OAK RIDGE, Tenn., Sept. 24, 2008 -- Despite widespread concern about climate change, annual carbon dioxide emissions from burning fossil fuels and manufacturing cement have grown 38 percent since 1992, from 6.1 billion tons of carbon to 8.5 billion tons in 2007.
At the same time, the source of emissions has shifted dramatically as energy use has been growing slowly in many developed countries but more quickly in some developing countries, most notably in rapidly developing Asian countries such as China and India. These are the findings of an analysis completed by the Department of Energy's Carbon Dioxide Information Analysis Center at Oak Ridge National Laboratory.
"The United States was the largest emitter of CO2 in 1992, followed in order by China, Russia, Japan and India," said Gregg Marland of ORNL's Environmental Sciences Division. "The most recent estimates suggest that India passed Japan in 2002, China became the largest emitter in 2006, and India is poised to pass Russia to become the third largest emitter, probably this year."
The latest estimates of annual emissions of carbon dioxide to the atmosphere indicate that emissions are continuing to grow rapidly and that the pattern of emissions has changed markedly since the drafting of the United Nations Framework Convention on Climate Change in 1992. It was then that the international community expressed concern about limiting emissions of greenhouse gases.
In the Kyoto Protocol, 38 developed countries initially agreed to limit their emissions of greenhouse gases in an effort to minimize their potential impact on the Earth's climate system. At the time of drafting the United Nations Convention, those 38 countries were responsible for 62 percent of carbon dioxide emissions attributable to all countries. By the time the Kyoto Protocol was drafted in 1997 that fraction was down to 57 percent.
The recent emissions estimates show that by the time the Kyoto Protocol came into force in 2005 those 38 countries were the source of less than half of the national total of emissions (an estimated 49.7 percent), and this value as of 2007 was 47 percent. More than half of global emissions are now from the so-called "developing countries." The Kyoto Protocol has been ratified by 181 countries, but not by the United States.
Marland emphasizes that these emissions numbers are subject to some uncertainty – about 5 percent for the United States but possibly as much as 20 percent for China.
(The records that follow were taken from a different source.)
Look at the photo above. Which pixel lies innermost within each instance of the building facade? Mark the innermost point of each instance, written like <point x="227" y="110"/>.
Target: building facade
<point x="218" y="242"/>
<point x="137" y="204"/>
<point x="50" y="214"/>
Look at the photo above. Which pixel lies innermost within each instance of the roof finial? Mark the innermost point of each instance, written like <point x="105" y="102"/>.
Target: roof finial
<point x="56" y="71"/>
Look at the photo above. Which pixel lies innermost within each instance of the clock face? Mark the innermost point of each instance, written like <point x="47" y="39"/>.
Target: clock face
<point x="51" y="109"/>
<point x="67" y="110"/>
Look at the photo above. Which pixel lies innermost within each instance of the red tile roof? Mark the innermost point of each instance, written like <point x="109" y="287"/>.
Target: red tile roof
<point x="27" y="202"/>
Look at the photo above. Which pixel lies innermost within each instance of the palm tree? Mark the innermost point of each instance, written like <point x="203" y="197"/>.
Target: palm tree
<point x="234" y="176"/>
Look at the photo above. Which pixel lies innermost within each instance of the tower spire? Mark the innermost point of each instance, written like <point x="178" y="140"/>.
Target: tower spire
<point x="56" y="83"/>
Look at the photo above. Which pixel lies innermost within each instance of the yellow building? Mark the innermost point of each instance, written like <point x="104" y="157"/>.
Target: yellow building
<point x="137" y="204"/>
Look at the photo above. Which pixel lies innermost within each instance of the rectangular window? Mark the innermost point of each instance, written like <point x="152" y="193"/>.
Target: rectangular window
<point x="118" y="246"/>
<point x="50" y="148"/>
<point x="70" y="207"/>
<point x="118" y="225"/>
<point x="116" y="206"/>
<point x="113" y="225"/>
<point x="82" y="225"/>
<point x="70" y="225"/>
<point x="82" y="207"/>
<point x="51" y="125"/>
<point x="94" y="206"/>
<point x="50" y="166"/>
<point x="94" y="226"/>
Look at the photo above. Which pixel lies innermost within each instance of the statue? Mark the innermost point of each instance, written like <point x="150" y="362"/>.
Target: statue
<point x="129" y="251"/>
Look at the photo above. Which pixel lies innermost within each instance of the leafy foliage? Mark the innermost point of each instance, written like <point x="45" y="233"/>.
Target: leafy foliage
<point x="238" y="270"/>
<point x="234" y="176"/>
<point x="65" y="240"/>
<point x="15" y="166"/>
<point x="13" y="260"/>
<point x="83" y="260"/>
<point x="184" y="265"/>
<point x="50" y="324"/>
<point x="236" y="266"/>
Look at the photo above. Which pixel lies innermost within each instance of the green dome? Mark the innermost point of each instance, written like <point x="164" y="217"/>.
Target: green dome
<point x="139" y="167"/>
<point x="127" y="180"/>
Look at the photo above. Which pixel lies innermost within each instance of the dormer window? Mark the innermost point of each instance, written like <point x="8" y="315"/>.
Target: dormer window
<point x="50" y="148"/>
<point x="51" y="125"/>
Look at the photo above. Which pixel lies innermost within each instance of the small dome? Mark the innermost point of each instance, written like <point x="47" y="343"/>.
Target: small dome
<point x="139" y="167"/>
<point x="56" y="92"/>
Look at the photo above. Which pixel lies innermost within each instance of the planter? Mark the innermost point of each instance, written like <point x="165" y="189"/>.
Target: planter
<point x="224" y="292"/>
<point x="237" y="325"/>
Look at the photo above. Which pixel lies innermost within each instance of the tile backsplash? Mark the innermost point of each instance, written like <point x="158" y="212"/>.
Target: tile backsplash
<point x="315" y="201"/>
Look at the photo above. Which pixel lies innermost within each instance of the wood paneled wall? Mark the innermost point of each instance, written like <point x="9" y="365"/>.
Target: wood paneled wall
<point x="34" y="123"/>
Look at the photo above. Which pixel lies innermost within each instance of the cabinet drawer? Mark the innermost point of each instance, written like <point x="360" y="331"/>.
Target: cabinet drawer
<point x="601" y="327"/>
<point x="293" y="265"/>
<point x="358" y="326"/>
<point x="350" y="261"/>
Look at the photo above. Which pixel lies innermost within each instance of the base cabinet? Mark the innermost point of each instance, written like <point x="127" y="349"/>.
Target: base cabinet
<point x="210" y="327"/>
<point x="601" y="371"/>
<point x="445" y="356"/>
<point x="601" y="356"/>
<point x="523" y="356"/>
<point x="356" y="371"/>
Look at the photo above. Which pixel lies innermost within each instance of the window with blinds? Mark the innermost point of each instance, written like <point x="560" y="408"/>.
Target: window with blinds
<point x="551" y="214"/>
"These are our best estimates, but precise numbers cannot be known with certainty," Marland said. "Also, as countries with less certain data become more important to the overall CO2 picture, the estimates of the global total of emissions become less certain."
While this national distribution of emissions is significant in the context of international agreements like the Kyoto Protocol, its practical significance is less clear in a world linked by international commerce, co-author Jay Gregg of the University of Maryland noted. A recent study has estimated, for example, that a third of CO2 emissions from China in 2005 were due to production of goods for export. Current estimates of national CO2 emissions show simply the amount of CO2 emitted from within a country and do not take into consideration the impact of international trade in goods and services or the energy used in international travel and transport.
The new estimates of CO2 emissions are based on energy data through 2005 from the United Nations, cement data through 2005 from the U.S. Geological Survey, energy data for 2006 and 2007 from BP, and extrapolations by Marland, Gregg and co-authors Tom Boden and Bob Andres of ORNL.
Burning fossil fuels and manufacturing cement – along with deforestation -- are the most important human-related sources of carbon dioxide emissions to the atmosphere, according to the researchers. The cement data take into account the breakdown of limestone to produce lime. Researchers also note that the new CO2 data include minor downward revisions of estimates for recent years, but the trends are not changed.